2 panier reliquaire KOta, Les forêts natales, quai Branly, 2017. photo MDS
La Fondation Dapper qui expose actuellement 100 pièces à la Fondation Clément avait déjà prêté une cinquantaine au Quai Branly. Le grand nombre de gardiens de reliquaire exposés pose la question du passage de ces objets sacrés, du secret des cases ou des places consacrées d’un village, aux collections d’un Musée. On peut imaginer que la disparition de ces objets a eu un impact sur les populations qui les avaient créés. Vu le rôle qu’ils avaient, qu’ils aient été vendus ou donnés légalement ou illégalement, ou bien encore volés, ou même sauvés de la destruction suite à l’évangélisation des territoires, leur perte ne pouvait être qu’un drame pour ceux qui les ont perdus. Quelques gardiens de reliquaire possèdent encore le panier contenant les reliques qu’ils étaient censés garder. Une pièce de ce type, exposée au quai Branly , exceptionnellement complète , a été scannée, révélant ainsi le contenu du panier : ossements, sang, objets en métal, dents et traces de diverses autres substances.
3. Fang, GabonCameroun , Figure de reliquaire, eyema byeri, Fondation Dapper
Dans des cultures où le lien avec les ancêtres avait une si grande importance, comment vivre sans pouvoir les contacter ? Les reliques à l’intérieur des paniers sont surement comparables aux reliques des saints chrétiens et on sait la valeur que de telles reliques pouvaient avoir en Europe au moyen âge, mais les reliquaires africains semblent à la fois plus intimes (liés directement au groupe par la parenté) et plus puissants. Les reliques il est vrai, n’étaient pas le seul moyen d’accéder aux ancêtres. L’exposition à la Fondation Clément contient une harpe, exemple du rôle de la musique et un petit film sur une pratique d’initiation, le « bwiti » centrée sur la prise d’un breuvage, censé permettre le contact avec les ancêtres.
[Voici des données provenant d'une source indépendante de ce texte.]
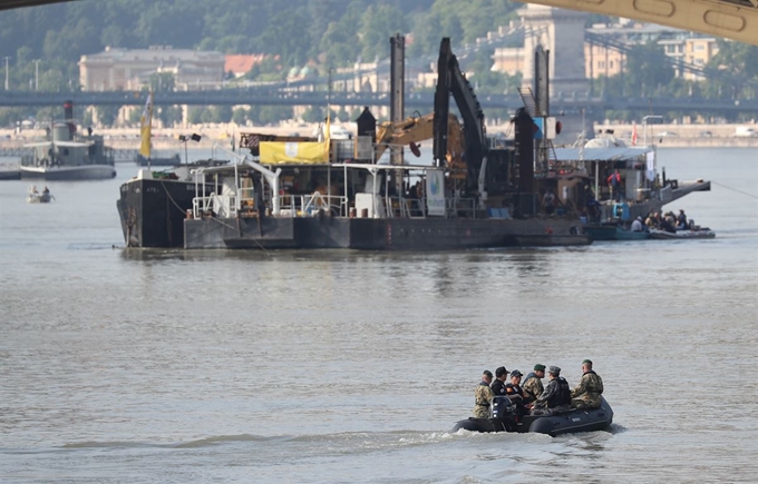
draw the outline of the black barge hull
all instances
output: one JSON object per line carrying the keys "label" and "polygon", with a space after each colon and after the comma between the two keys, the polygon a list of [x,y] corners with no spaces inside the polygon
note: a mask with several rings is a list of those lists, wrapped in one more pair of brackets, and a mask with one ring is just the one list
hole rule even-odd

Mais il y a eu cassure. Comme il y a eu syncrétisme et le film du rituel du bwiti le montre dans l’usage de petites cloches dans le rituel et peut être aussi dans le recours à une phase de confession préalable. On peut se demander si ce besoin de confession – une confession mal faite ou incomplète peut avoir des résultats dramatiques – ne serait pas d’origine chrétienne. La séparation d’avec les ancêtres est aussi la cassure de la traite. Déportés de force et sans la possibilité d’amener avec eux des objets, ceux qui deviendraient des esclaves perdaient contact avec leurs ancêtres. Ils ont amené au nouveau monde des connaissances, des rythmes, des histoires, des chansons, des techniques, des croyances (au Brésil, A Cuba et en Haiti on sait que les Orishas ont fait la traversée) mais pas la possibilité d’entrer en contact directement avec les ancêtres…. Une figure vénérée dans les religions afro-brésiliennes remplace justement l’ancêtre africain. C’est l’ « ancien », le « vieux-nègre », généralement un esclave mort, réceptacle de la sagesse et des connaissances des plantes et des esprits.
4. Kota – Mahongwe, Gabon,Figure de reliquaire, Fondation Dapper
On parle beaucoup de la restitution de certaines pièces d’art ancien à des pays africains, notamment le Benin, qui revendique les trésors du Dahomay. La question est épineuse, les contours des pays qui existent maintenant ne recoupant pas forcément les territoires où vivaient ceux qui ont créé certaines pièces, du fait du découpage des territoires par la colonisation, du fait des déplacements de populations également. L’annonce de Macron reconnait le pillage colonial, tout en posant des problèmes juridiques complexes. Mais complexe ne veut pas dire insurmontable. Et le simple fait que ces pièces soient revendiquées doit être pris en compte. Il sera peut être facile de trancher sur certaines pièces très spécifiques (trône et les portes du palais du roi Béhanzin par exemple) pour les autres quel casse-tête… achetées, reçues en cadeau, volées, par qui, de qui, dans quel contexte…La circulation des biens culturels, quelle qu’en soit la raison fait partie de toutes les histoires humaines, elle participe de la construction de l’humanité. C’est bien pourquoi face aux demandes actuelles de restitution, on ne peut pas se retrancher derrière des principes nationaux d’inaliénabilité, d’imprescriptibilité et d’insaisissabilité mais au contraire, on doit travailler à la définition des « conditions d’un nouveau partage ou d’une nouvelle circulation des patrimoines »[i].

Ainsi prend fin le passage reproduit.